次に訪ねたのはここ。
神武天皇聖蹟磐余邑顕彰碑である。神武天皇聖蹟については
平成における神武天皇
一神武天皇聖蹟顕彰碑の現状ーW.エドワーズ(天理大学学報58)
に詳しいが、なんでも紀元2600年に向けての事業の一つで、主に東征ルー ト上の19ヶ所を神武天皇の聖蹟と定め、かような石碑を建立したのだそうな。我が家の近くにも神武天皇がナンパなされたという「「狭井河之上推考地」があり、同様な石碑が建てられている。そしてその裏面には、
との記載がある。神武天皇戊午11月の記事についてである。熊野に上陸し、吉野から宇陀に入った神武天皇一行はいよいよ大和平野へと攻め込もうとする。迎え撃つのは、大和の諸豪族連合(八十梟帥)。神武天皇は大和盆地侵攻にあたって自らの軍を2つに分け、男坂・女坂に分けた。その坂の下りきった場所、兄磯城が待ち受けていた場所が磐余である。日本書紀戊午11月このときの兄磯城の軍の様子を「磐余邑に布き満めり」と記している。日本書紀は続けて言う、「賊虜の拠る所は皆是要害の地なり。故、道路絶え塞がり、通ふべき拠無し。」と。
ここが…宇陀から下る神武天皇の最初の激戦地である。
そして、日本書紀はこの戦いの記事を受けて、神武天皇2年の条に
我が皇師の虜を破るに逮り、大きに軍集ひて其の地に満めり。因りて号を改め磐余と為す。」と、その地名の由来を語る。さらに、「或いは曰く」として、神武天皇が大和平野の西部に進行した時、「磯城の八十梟帥」がそこに「屯聚居たり。故、名づけて磐余邑と曰ふ。
とも記している。
いずれにしても。八十梟帥の軍がそこに大勢集まっていた…という状態を、「いはむ」という語で表し、そこから「いはれ」なる地名が生じたのだというのだ。

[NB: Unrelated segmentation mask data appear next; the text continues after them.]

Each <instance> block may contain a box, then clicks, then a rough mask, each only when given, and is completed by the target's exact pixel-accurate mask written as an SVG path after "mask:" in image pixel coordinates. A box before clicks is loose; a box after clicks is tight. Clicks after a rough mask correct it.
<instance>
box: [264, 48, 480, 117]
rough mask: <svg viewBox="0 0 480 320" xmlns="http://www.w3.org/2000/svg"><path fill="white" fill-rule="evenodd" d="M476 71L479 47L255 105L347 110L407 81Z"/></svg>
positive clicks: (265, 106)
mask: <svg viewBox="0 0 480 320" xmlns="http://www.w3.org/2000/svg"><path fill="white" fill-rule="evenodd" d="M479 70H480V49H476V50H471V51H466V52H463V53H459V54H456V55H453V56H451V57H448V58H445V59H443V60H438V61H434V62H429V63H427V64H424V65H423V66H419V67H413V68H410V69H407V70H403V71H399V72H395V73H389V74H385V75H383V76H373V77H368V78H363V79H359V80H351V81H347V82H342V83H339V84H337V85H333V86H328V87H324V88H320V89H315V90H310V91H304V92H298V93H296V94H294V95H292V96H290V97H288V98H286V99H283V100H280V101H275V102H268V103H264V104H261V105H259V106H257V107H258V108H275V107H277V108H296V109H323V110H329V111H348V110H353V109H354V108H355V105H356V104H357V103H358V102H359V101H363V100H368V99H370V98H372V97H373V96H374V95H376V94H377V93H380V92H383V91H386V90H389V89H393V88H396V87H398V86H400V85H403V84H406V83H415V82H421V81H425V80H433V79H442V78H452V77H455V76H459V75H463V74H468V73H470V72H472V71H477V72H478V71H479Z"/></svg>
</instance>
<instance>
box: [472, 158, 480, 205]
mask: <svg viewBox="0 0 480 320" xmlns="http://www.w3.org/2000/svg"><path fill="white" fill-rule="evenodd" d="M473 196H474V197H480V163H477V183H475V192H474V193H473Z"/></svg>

あてになる話かどうか、ひとことでは言い難い面もあるが、ようは日本書紀の編集者がそのように認知していたということだ。以前にも書いたが、そのいわれが考えられるというのは、それなりの理由があっての営みなのである。
続いては、この聖蹟碑のすぐ裏手にある吉備春日神社である。
春日神社であるから、その祭神は当然、武甕槌命 ・経津主命 ・天児屋根命・姫大神 であるが、それは元禄十年に大臣藪宮屋敷にあった春日社をここへ遷座してからのこと。それまでは、天武天皇を祀るお社があったらしい。そんでもって、その天武天皇を祀るお社は境内社として今も本殿の左にある。
そして、この場所でのお話は大島先生。我が母校の先輩である。私が大学に入ったばかりの頃先生は4年生で、卒論の制作の真っ最中。お忙しい中、いろいろとお導きいただいた方である。お話の中心はこの詩碑について。
金鳥臨西舎 金鳥西舎に臨らひ
鼓声催短命 鼓声短命を催す
泉路無賓主 泉路賓主無し
此夕離家向 此の夕家を離りて向かふ
と彫ってある。揮毫は劇作家として有名な福田恒存。桜井市中のこうした歌碑は前もどこかで言ったように結構贅沢なラインナップである。桜井出身の評論家保田与重郎の力が大きいとの声が、歩いているうちにどこかで聞こえてきたような…
詩の意味は「夕日は西の空に傾き、夕べを告げるの鐘は命の短いことを実感させる。黄泉に向かう路には客も主人もなくただ一人のみ。私はただ一人、この夕、私は誰の家に向かうのか…」ほどの意味か。懐風藻、大津皇子四首のうちの、大津皇子の辞世の詩となる「臨終」である。
大津皇子は、その懐風藻に
状貌魁梧 気宇峻遠、幼年にして学を好み、博覧にして能く文を属る。壯にして武を好み、多力にして、能く剣を撃つ。性頗る放蕩にして、法度に拘れず、節を降して士を礼びたまふ。
とあるように、格好が良くって、器も大きい人物で、文武両道、性格も上々という否の打ちどころのない人物だったようである。生母は太田皇女。天智天皇の皇女である。次期天皇としては十分な位置にある。翻って、天皇候補としての一番手の草壁皇子は、どうも人はいいけど、凡庸だし…と思った時、人はどう思うのか?
大田皇女は早くに他界し、大津皇子はその段階で皇位継承のレースには出遅れた格好になっている。とはいえ、天武天皇の正妻として、しかも天武との間に生まれた草壁皇子をどうしても皇位につけたいと思っていた鸕野讚良からみれば、大津皇子は気になって仕方のない存在であった。
そして勃発したのが、いわゆる大津皇子事件である。謀反の罪を着せられた大津皇子は「訳語田の舎」にて死を賜る。この作はおそらくはその際のものであろう。